【40】
「…ん」
緩く瞼を持ち上げて、さやかは覚醒した。
「寝てた…? 」
自嘲を漏らせば、チャプリと水面が揺らぐ。
泥酔した人間が入浴中に溺死する事件もある。気をつけないと。
「…危ないな」
「そう、あぶな… 」
突然聞こえた…耳に心地よい、低い声。
長い指がさやかの頬に触れて、壊れものを扱うように撫でた。
遂に、本当の夢まで見てしまったのね。
ゆるりと視線を上げれば、いつもは難しい顔ばかりしている筈の愛しい人が。
蕩けるように、微笑んでいた。
「ふふ」
「…なんだ」
夢の中では随分愛想がいいんだ、なんて言ったら深い渓谷が出来てしまいそうな気がして。
さやかはゆるく頭を振った。
今ではその顔すら愛しいのだけど。
この時だけは、笑っていて欲しくて。
「何でもない。
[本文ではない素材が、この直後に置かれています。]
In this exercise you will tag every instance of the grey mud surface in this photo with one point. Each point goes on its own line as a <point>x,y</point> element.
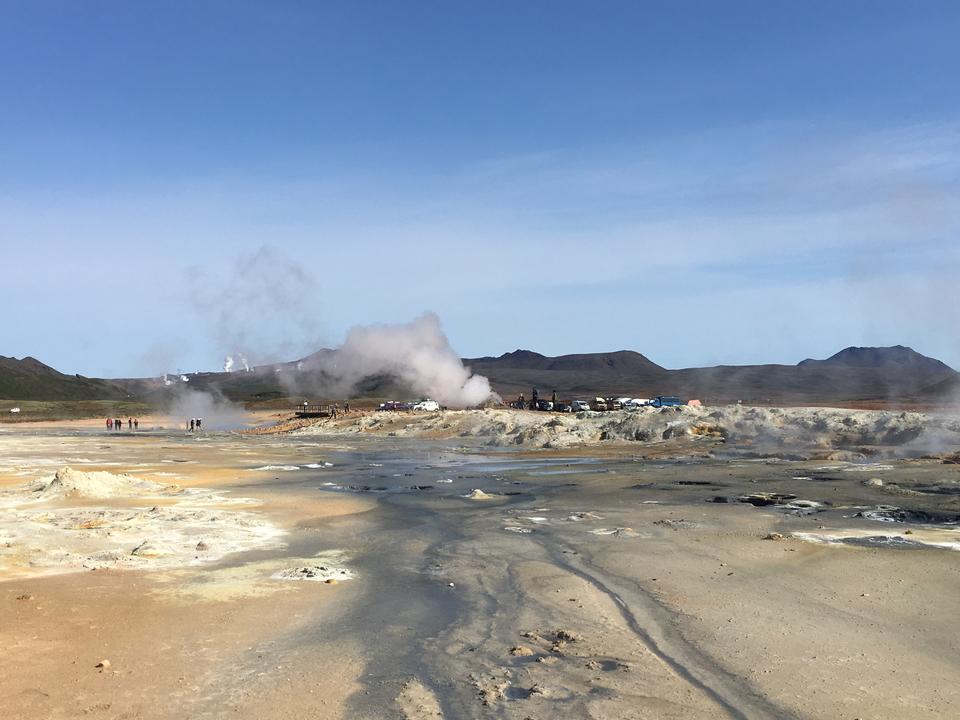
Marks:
<point>528,604</point>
ただレイが大好きだなって思って」
こうして、思い描いてしまう程に。
逞しい胸に頬を摺り寄せて、ぎゅっと背中に手を回した。
感触も全て感じられたらいいのに。
レイの存在が酷く希薄で、儚い。
「…全部、終わっちゃった」
自分の人生は、全て彰に捧げてきた。
唯一自分の為に過ごしたあの異世界での日々は、蜃気楼の様に消え去った。
「もう、何一つ残ってない」
願いも、希望も、何もかも全て。
「疲れた、なぁ… 」
この甘い夢を見続けられるなら、永遠に醒めて欲しくない。
この甘美な世界に、ずっとずっと浸っていたい。
「離れたく、ない」
側にいて。
私の名前を呼んで。
私の名前に意味を持たせて。
それだけで、もう他に何もいらないから。
それだけで、ここに居ていいという確かな証になるから。
「さやか」
心の底から願った甘い響きに、さやかは…溺れた。